The aim of this study was to understand if the presence of a RHOA-G17V mutation in angioimmunoblastic T-cell lymphoma is responsible for the typical clinical presentation with early dissemination of tumor cells. Overexpression of RHOA-G17V in malignant T cells did not enhance their migration capacity neither in microfluidics microchannels, 3D collagen gel or primary human lymphoid tissue. In contrast, RHOA-G17V overexpressing cells from the HH cell line presented increased numbers of cells surrounded by cleaved collagen. Primary AITL cases showed a correlation between RHOA-G17V mutation allele frequency and collagen fibrosis of the tissue, suggesting that mechanisms leading to extracellular matrix degradation contribute to the early spread of AITL tumor cells.

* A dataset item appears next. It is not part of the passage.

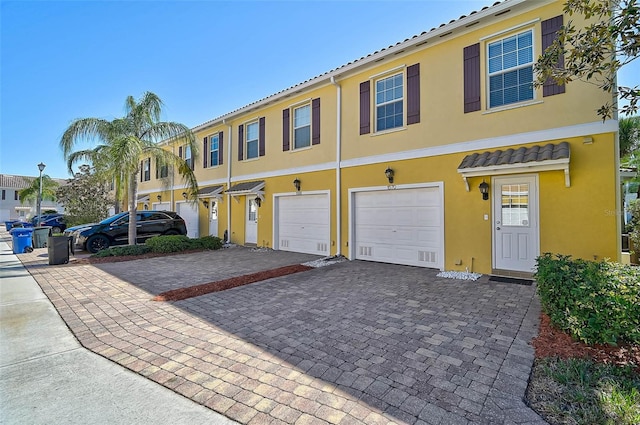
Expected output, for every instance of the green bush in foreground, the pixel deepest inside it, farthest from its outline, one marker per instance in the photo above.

Nodal T-follicular helper cell lymphoma, angioimmunoblastic-type (AITL), is characterized by constitutional symptoms, advanced-stage disease, and generalized lymphadenopathy. A genetic hallmark of this lymphoma is the frequent occurrence of the RHOA mutation G17V in neoplastic cells, which is observed in around 60% of patients. Because RHOA is involved in both T-cell receptor downstream signalling and cell migration, we hypothesized that the characteristic presentation of AITL could be the result of enhanced tumor cell migration. Therefore, this study aimed to elucidate the impact of the RHOA variant G17V on the migration of neoplastic T cells. We transfected the T-cell lymphoma cell lines HH and HuT78 to stably express the RHOA-G17V variant. RHOA-G17V-expressing T cells did not exhibit enhanced motility compared to empty-vector-transfected cells in microchannels, a 3D collagen gel, or primary human lymphatic tissue. Cells of the HH cell line expressing RHOA-G17V had an increased number of cells with cleaved collagen compared with the empty-vector-transfected cells. Therefore, we hypothesized that the early spread of AITL tumor cells may be related to remodelling of the extracellular matrix. Accordingly, we observed a significant negative correlation between the relative area of collagen in histological sections from 18 primary AITL and the allele frequency of the RHOA-G17V mutation. In conclusion, our results suggest that the characteristic presentation of AITL with early, widespread dissemination of lymphoma cells is not the result of an enhanced migration capacity due to the RHOA-G17V mutation; instead, this feature may rather be related to extracellular matrix remodelling.